DeWine announced April 27 that face masks must be worn in stores — but after some Ohioans found the order “offensive,” he reversed himself the next day.

“It became clear to me that that was just a bridge too far. People were not going to accept the government telling them what to do,” he said on ABC’s “This Week.”

DeWine said getting hung up on the mandatory masks “just wasn’t going to work,” though he highly recommends wearing them. Employees will still wear face masks, and DeWine urged customers to protect “the folks who are stocking shelves in grocery stores.”

On Monday, the state’s manufacturing and construction businesses will reopen, joined by consumer and retail stores on May 11.

DeWine’s about-face on face masks drew some sharp criticism that it would endanger the state’s workers.

“The answer isn’t to make people risk their health by going to work without adequate protections,” Dayton Mayor Nan Whaley tweeted Thursday. “No matter where you live or what you look like, we can all agree that no one should have to choose between paying bills and staying healthy.”

Ohio — which has seen more than 19,000 coronavirus cases, more than 1,000 deaths and roughly 1 million residents filing for unemployment — joins several other states in starting to reopen sectors of its economy after seeing a brief downward curve in new infections and deaths and protests urging state and local governments to ease lockdown restrictions.
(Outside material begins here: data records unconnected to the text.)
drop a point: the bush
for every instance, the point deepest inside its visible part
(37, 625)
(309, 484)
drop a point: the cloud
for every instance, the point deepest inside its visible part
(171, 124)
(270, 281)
Six states are set to loosen restrictions on Monday; 17 did on Friday.

“This Week” co-host Martha Raddatz asked DeWine why the country is seeing a partisan divide in how Americans respond to the pandemic: ABC News found that Democrats are more concerned with contracting the virus, and Republicans are twice as likely to eat at a restaurant, work-out at a gym and get a haircut.

“Generally, Republicans are less inclined to have the government tell them what to do. And that’s generally how I am,” DeWine said.

His state is “in a phase where, yeah we’ve got a few orders out there, but we’re starting really pretty aggressively to phase business back in.” Now, he said, it’s a balancing act.

“We’re going to watch numbers every single day.”